The Pando Aspen Stand, which is believed to be the world’s largest single organism, is on the verge of extinction, according to a recent research Utah State University. A group of genetically identical stems with a vast shared root system is thought to be thousands of years old. It is located in south-central Utah and covers more than 100 acres. The pando weighs 13 million pounds on a dry weight basis.
The “trembling giant” may have existed for thousands of years, but now, it has begun to disintegrate. The study further notes that Paul Rogers, director of the Western Aspen Alliance and an assistant professor of ecology at the University of Utah-affiliated Quinney College of Natural Resources, completed a preliminary in-depth assessment of pandos five years ago.
The assessment demonstrated how cattle and browsing deer were damaging the stand by preventing the formation of new aspen suckers and thus giving the giant plant a shelf life. The new aspen seedlings were not spared from carnivorous browsers to replace the dying large trees. Slowly, Pando is suffering and dying.

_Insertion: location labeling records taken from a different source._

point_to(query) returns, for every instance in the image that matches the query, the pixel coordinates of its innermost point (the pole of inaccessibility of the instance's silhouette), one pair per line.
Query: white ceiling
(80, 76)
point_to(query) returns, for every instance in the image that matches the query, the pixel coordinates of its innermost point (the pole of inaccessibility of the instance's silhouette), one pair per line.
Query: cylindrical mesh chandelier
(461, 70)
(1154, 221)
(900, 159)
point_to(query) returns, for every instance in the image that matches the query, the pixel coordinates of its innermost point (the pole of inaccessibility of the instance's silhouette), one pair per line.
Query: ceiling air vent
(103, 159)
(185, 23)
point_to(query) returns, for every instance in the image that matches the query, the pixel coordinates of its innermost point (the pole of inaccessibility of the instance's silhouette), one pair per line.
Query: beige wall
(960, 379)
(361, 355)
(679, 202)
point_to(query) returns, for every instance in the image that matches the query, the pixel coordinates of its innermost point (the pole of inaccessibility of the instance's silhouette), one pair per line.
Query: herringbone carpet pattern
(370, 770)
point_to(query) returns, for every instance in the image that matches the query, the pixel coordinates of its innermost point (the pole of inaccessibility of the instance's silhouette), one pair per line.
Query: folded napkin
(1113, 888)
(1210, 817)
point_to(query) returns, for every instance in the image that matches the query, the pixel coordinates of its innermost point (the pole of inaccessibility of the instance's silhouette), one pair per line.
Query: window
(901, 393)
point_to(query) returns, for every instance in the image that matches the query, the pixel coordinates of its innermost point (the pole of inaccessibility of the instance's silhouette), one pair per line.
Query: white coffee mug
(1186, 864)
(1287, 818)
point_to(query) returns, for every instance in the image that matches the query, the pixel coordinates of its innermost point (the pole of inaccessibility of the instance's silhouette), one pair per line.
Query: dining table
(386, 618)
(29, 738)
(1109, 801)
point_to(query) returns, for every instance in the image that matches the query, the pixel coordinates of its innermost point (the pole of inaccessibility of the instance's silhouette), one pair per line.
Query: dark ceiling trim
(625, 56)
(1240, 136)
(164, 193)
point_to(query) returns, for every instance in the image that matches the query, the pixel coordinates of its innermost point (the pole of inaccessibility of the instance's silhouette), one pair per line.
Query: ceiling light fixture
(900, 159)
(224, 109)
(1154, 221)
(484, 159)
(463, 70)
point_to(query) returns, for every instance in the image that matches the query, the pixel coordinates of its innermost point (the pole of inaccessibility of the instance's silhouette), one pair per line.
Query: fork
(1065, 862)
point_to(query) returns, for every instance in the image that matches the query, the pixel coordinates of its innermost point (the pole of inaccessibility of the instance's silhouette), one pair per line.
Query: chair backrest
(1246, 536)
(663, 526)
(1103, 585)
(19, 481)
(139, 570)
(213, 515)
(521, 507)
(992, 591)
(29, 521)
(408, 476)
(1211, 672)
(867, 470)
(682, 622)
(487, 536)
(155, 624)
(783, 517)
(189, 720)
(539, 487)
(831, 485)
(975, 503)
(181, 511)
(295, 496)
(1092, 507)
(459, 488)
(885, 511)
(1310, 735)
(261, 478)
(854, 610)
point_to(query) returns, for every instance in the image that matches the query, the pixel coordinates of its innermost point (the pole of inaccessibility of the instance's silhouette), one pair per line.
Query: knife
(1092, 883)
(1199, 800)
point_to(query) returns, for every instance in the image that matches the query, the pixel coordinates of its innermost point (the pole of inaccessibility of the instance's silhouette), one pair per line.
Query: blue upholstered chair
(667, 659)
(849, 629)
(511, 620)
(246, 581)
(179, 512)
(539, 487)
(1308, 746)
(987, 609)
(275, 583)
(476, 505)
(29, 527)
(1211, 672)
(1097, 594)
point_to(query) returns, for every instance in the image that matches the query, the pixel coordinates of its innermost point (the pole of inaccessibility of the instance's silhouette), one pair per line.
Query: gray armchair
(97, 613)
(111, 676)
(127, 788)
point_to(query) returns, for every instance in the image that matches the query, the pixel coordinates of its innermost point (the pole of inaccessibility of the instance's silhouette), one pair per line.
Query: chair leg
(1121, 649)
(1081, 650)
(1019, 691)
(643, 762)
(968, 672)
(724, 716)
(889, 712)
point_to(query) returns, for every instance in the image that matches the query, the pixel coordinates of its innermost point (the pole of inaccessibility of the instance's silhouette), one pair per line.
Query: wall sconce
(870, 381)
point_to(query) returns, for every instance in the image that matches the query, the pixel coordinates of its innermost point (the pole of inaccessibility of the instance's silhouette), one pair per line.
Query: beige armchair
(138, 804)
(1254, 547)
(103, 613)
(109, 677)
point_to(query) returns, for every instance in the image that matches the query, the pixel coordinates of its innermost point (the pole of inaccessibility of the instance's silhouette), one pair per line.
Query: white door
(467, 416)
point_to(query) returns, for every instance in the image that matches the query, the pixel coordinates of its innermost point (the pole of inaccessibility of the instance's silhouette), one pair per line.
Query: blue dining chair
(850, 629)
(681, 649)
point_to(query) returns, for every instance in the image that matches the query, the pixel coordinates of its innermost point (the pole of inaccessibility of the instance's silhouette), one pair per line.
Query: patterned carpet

Management responded to the threat by building a fence around a portion of the stand to keep out grazing animals, a form of protection. Professor Rogers visits Pando again to assess the plan and examine its general welfare. Professor Rogers’ findings and research have been published in magazine Nominated Conservation science and practice.
According to the paper, deer and cattle are posing a threat to pandas by eating new sprouts, which is reducing the lifespan of the structure because when large trees die, there are fewer young shrubs to replace them.
According to newsweek“These findings suggest that the genetically identical pando is “breaking up” due to herbivores and fencing.
“This iconic aspen clone has experienced frequent browsing by mule deer (Odocoileus hemionus raff.) and cattle (Bos taurus L.) in recent decades, as if it were slowly dying out; the once-dense canopy thinned. while the vegetative progeny (regenerated suckers) fail to reach maturity,” it quoted the professor in the study.
The situation has only gotten worse in previous attempts to stop the decline of pandas, such as when fences were built to prevent the animals from eating small trees. This would have separated the creature into broken areas, newsweek Said further.